Quand Gisèle Halimi parlait de l’affaire Djamila Boupacha

Gisèle Halimi est morte, elle a été l’avocate de Djamila Boupacha. Elle explique dans un entretien dont nous reprenons un extrait l’histoire de cette affaire.

Quand j’ai défendu Djamila Boupacha, cela faisait six ans que je défendais des militants du FLN. Avec d’autres avocats, mais nous n’étions pas très nombreux, nous avions instauré un véritable pont aérien entre Paris et l’Algérie, là où il y avait des tribunaux militaires, des tribunaux d’exception. C’était d’autant plus urgent de le faire que sans nous probablement, il n’y aurait pas eu de défense : tous les avocats algériens avaient été plus ou moins arrêtés, déportés, mis dans des camps. Je l’ai fait pendant huit ans de ma vie. J’étais seule, j’avais deux enfants de cinq ans et deux ans, et je n’avais pas les moyens de les faire garder.

Mais il y avait une urgence absolue, non seulement pour la cause mais pour ce qui s’y passait. Djamila Boupacha, c’était en 1960. Cela faisait six ans que l’on parlait des tortures. Djamila Boupacha était au secret, torturée et détenue depuis plus de cinq ou six semaines. Militante du FLN, elle avait 21 ans, elle était musulmane, très croyante, elle n’avait pas commis d’attentat mais était sur le point d’en commettre un. Elle allait déposer une bombe, mais elle ne l’a pas fait. Et donc elle a été arrêtée puis abominablement torturée par des parachutistes, jour et nuit. Elle a été violée avec une bouteille d’abord, elle qui était vierge et musulmane ; elle m’écrivait des lettres : « Je ne sers plus à rien, je suis à jeter… » J’ai pris l’avion pour aller la défendre. Son procès avait lieu le lendemain. On m’a donné une autorisation, car il fallait ça, pour y aller. Je suis arrivée à Alger et quand je l’ai vue, j’ai été absolument… enfin comme n’importe qui l’aurait été, bouleversée.
Elle avait encore les seins brûlés, pleins de trous de cigarettes, les liens, ici (elle montre ses poignets), tellement forts qu’il y avait des sillons noirs. Elle avait des côtes cassées…

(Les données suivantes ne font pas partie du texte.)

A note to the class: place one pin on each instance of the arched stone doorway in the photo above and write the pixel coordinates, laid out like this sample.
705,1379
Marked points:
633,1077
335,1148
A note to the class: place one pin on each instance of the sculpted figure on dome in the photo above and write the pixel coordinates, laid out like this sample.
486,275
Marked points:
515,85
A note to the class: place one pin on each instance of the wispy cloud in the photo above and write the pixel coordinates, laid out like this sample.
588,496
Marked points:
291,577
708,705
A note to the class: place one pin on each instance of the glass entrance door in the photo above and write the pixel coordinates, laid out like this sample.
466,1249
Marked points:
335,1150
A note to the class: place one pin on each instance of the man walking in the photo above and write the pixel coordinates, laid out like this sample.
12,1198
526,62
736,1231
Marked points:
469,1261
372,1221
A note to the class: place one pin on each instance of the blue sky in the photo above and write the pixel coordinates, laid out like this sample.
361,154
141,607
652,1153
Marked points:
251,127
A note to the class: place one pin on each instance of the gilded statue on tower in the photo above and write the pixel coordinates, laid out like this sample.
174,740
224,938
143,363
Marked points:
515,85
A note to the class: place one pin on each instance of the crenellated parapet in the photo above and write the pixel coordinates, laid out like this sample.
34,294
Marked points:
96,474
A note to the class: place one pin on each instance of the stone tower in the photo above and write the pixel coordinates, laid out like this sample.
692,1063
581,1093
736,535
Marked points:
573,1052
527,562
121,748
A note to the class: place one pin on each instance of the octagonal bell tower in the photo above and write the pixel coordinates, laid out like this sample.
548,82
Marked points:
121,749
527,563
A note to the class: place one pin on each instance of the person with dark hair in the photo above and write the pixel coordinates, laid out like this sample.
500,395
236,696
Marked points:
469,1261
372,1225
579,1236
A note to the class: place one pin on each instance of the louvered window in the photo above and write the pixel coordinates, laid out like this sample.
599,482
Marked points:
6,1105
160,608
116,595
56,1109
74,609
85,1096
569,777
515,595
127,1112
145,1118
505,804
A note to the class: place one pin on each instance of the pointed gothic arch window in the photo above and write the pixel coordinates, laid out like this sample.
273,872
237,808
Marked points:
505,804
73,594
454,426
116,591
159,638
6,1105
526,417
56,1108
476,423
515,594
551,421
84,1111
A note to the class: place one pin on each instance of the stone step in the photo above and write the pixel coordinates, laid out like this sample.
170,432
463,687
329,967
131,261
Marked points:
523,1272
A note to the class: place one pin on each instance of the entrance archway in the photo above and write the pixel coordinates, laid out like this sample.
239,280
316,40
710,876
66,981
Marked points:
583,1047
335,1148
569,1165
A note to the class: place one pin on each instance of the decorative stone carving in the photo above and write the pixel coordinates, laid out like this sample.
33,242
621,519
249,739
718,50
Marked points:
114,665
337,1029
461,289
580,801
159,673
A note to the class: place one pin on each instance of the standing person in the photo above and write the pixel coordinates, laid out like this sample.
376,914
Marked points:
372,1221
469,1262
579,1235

Elle ne voulait rien dire, et puis elle a commencé à sangloter et à raconter un petit peu. Je suis rentrée à l’hôtel pour préparer le procès du lendemain et le soir même, la police est venue m’arrêter et m’expulser. Je n’ai donc pas pu plaider le procès. Djamila a refusé de parler. C’est en rentrant que j’ai déclenché un peu les choses, j’ai vu Simone de Beauvoir, on a créé un comité pour Djamila Boupacha qui a été le comité de défense le plus important pendant la guerre d’Algérie, Il comprenait Aragon, Sartre, Geneviève de Gaulle, Germaine Tillion qui a fait énormément pour Djamila (née en 1907, Germaine Tillion a été résistante, arrêtée et déportée à Ravensbrück.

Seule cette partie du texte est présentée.